И то уже радовало его, что он скрывать умел безнадежные чувства.
Милькеев тоже не всегда наслаждался с Любашей. Иногда он мучился нетерпением, ожидая от нее признания в любви или, по крайней мере, такого намека, который бы облегчил ему признание... в чем? Он сам еще не знал!
Иногда она раздражала его именно тем, чем прежде нравилась не раз: простотой, неопытностью, незнанием; тем, что читая книгу, говорила про героя: «Ах! он добрый; ах! он недобрый» — и больше ничего.
Раз из-за подобного предмета они рассорились и жаловались оба: он — Новосильской, она — Рудневу.
Любаша попросила его рассказать, как он был влюблен и почему не женился.
— Я слышала от Лихачева, что вы были сильно влюблены? — прибавила она. — Скажите все, как это было.
— Зачем это вам?
— Я сама никогда не была сильно влюблена, так хочу знать, как это бывает.
— Как это было?

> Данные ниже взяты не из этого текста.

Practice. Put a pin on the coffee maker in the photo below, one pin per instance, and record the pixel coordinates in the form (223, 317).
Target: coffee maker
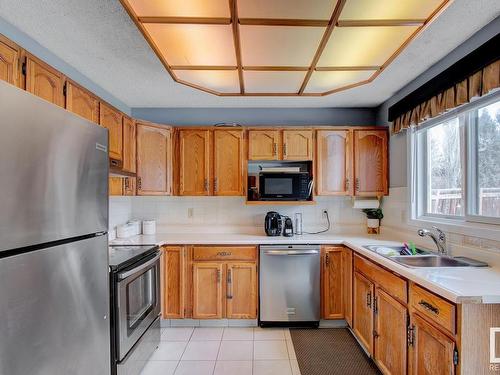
(273, 224)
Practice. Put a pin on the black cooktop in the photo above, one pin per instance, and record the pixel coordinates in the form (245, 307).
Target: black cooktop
(121, 256)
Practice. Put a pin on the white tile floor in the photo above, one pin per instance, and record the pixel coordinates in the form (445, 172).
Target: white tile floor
(223, 351)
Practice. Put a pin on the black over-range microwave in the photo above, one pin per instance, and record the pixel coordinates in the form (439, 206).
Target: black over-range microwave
(285, 186)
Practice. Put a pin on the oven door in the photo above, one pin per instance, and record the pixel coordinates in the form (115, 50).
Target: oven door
(138, 302)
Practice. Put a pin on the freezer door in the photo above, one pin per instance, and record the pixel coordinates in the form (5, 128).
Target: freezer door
(53, 172)
(54, 310)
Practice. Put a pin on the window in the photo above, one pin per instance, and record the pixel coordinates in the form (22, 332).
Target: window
(455, 164)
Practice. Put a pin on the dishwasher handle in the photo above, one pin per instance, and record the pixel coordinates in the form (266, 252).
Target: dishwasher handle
(291, 252)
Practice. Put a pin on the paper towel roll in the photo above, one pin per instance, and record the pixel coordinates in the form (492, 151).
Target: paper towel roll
(366, 203)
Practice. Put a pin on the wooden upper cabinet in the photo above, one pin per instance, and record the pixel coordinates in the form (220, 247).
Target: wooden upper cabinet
(207, 290)
(44, 81)
(9, 61)
(297, 144)
(333, 283)
(241, 291)
(173, 282)
(370, 162)
(362, 311)
(264, 144)
(390, 334)
(129, 145)
(82, 102)
(112, 119)
(431, 351)
(228, 162)
(334, 162)
(194, 162)
(154, 160)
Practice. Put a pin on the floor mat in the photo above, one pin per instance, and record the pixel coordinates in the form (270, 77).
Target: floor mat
(330, 352)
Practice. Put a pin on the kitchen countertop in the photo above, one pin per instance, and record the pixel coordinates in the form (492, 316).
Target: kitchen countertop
(459, 285)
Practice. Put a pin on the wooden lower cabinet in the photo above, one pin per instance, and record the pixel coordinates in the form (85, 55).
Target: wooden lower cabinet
(363, 310)
(390, 334)
(207, 290)
(241, 291)
(333, 282)
(174, 282)
(431, 352)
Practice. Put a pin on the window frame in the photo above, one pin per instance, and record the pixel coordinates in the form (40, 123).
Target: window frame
(418, 176)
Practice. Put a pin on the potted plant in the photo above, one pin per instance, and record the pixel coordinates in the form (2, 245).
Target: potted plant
(373, 215)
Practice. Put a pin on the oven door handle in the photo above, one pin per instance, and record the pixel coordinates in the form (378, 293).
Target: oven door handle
(124, 275)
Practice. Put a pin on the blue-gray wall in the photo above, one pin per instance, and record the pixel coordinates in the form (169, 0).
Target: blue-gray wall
(258, 116)
(397, 144)
(35, 48)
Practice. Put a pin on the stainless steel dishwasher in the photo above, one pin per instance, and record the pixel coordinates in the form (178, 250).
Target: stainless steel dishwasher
(289, 285)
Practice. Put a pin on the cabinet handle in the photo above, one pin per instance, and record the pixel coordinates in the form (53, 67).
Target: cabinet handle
(410, 333)
(229, 284)
(426, 305)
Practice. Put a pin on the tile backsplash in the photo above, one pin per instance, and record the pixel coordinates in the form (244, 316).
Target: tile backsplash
(230, 212)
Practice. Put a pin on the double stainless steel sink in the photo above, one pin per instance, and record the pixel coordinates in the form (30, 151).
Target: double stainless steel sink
(423, 258)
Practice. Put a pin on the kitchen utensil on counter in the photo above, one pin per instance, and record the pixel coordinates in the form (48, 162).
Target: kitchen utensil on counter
(288, 228)
(273, 224)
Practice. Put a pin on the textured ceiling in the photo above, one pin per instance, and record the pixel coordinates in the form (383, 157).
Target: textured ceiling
(98, 39)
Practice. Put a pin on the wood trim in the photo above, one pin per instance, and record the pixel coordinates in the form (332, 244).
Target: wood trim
(345, 68)
(235, 21)
(326, 36)
(233, 6)
(187, 20)
(202, 67)
(283, 22)
(375, 23)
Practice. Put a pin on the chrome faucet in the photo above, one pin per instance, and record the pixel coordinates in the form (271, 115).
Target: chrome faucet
(439, 240)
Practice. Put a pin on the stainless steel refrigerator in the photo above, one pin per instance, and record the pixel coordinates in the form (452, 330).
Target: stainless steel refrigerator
(54, 291)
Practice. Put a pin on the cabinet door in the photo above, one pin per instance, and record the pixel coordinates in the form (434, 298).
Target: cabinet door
(82, 102)
(115, 186)
(154, 160)
(112, 120)
(174, 282)
(263, 144)
(333, 283)
(194, 162)
(297, 144)
(431, 352)
(207, 290)
(9, 61)
(334, 160)
(347, 270)
(241, 291)
(362, 311)
(228, 162)
(129, 144)
(44, 81)
(370, 162)
(390, 334)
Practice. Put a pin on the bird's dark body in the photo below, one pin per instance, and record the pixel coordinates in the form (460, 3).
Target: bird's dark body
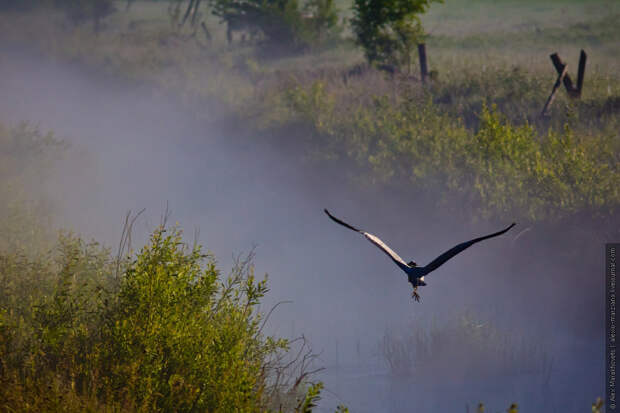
(415, 274)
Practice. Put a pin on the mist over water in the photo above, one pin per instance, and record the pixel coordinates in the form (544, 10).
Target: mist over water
(134, 148)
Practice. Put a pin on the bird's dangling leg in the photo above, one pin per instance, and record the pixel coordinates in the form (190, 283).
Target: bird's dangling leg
(415, 294)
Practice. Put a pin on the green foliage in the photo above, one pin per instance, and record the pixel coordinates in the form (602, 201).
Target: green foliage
(26, 158)
(313, 396)
(388, 30)
(282, 23)
(166, 334)
(82, 11)
(499, 170)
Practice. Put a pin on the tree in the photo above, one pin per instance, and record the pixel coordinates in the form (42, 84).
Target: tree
(281, 22)
(388, 29)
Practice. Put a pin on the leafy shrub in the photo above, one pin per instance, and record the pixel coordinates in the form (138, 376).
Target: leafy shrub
(281, 22)
(162, 332)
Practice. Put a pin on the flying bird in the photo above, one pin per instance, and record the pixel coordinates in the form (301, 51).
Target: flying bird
(414, 273)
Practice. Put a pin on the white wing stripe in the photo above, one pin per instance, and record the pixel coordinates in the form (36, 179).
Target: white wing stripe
(375, 240)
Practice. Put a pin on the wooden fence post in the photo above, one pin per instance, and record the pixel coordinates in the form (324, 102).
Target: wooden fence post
(557, 84)
(423, 66)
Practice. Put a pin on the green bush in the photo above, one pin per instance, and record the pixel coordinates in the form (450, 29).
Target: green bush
(163, 333)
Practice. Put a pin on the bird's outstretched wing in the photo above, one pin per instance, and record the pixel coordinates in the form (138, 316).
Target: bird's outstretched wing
(375, 240)
(437, 262)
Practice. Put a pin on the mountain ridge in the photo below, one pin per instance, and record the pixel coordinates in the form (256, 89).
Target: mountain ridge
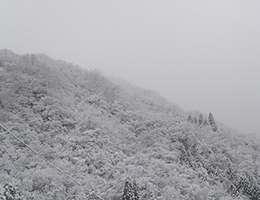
(103, 133)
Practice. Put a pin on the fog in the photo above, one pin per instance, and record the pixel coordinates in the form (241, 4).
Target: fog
(203, 55)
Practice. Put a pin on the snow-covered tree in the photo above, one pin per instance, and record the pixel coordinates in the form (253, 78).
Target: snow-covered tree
(212, 122)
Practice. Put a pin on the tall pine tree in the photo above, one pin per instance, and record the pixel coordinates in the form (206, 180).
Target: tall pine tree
(212, 122)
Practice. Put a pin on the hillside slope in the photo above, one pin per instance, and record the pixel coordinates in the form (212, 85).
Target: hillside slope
(95, 136)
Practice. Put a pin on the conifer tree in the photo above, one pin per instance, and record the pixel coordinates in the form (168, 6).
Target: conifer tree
(195, 120)
(190, 119)
(135, 191)
(11, 193)
(200, 121)
(128, 193)
(212, 122)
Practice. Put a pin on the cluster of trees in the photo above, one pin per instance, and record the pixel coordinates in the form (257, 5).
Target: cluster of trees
(201, 121)
(102, 132)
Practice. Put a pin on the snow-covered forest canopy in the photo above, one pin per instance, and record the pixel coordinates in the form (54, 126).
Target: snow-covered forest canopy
(72, 133)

Вот как. Я берег лоскутки ее платьев, как драгоценности; цаловал иногда. Все, что принадлежало ей; все, что касалось до нее, было мне мило. Она жила в строгом доме, и постом ей не давали скоромного; она потихоньку ела раз рябчика руками... Так я эти грязные руки сам съесть был готов. Она была не очень красива. Зубы были нехороши, лицо широкое, нос круглый, руки большие и сухие; талия только была эфирная и глаза огромные, серые с черными бровями. Она этими глазами умела выражать все, все: и гнев, и доброту глубокую, и хитрость, и мечту... Она была старше меня двумя годами, хитра, упорна, тщеславна и старалась скрыть свое тщесла — вне. Так мне и в жизни, и в книгах казалось странным, что за охота людям любить девушек или женщин, которые очень молоды, у которых руки малы, лицо свежее, нос прямой... »Это все не то, думал я, все не то! Не знают они, где настоящее блаженство!» — И вы не женились на ней? — с удивлением спросила Любаша.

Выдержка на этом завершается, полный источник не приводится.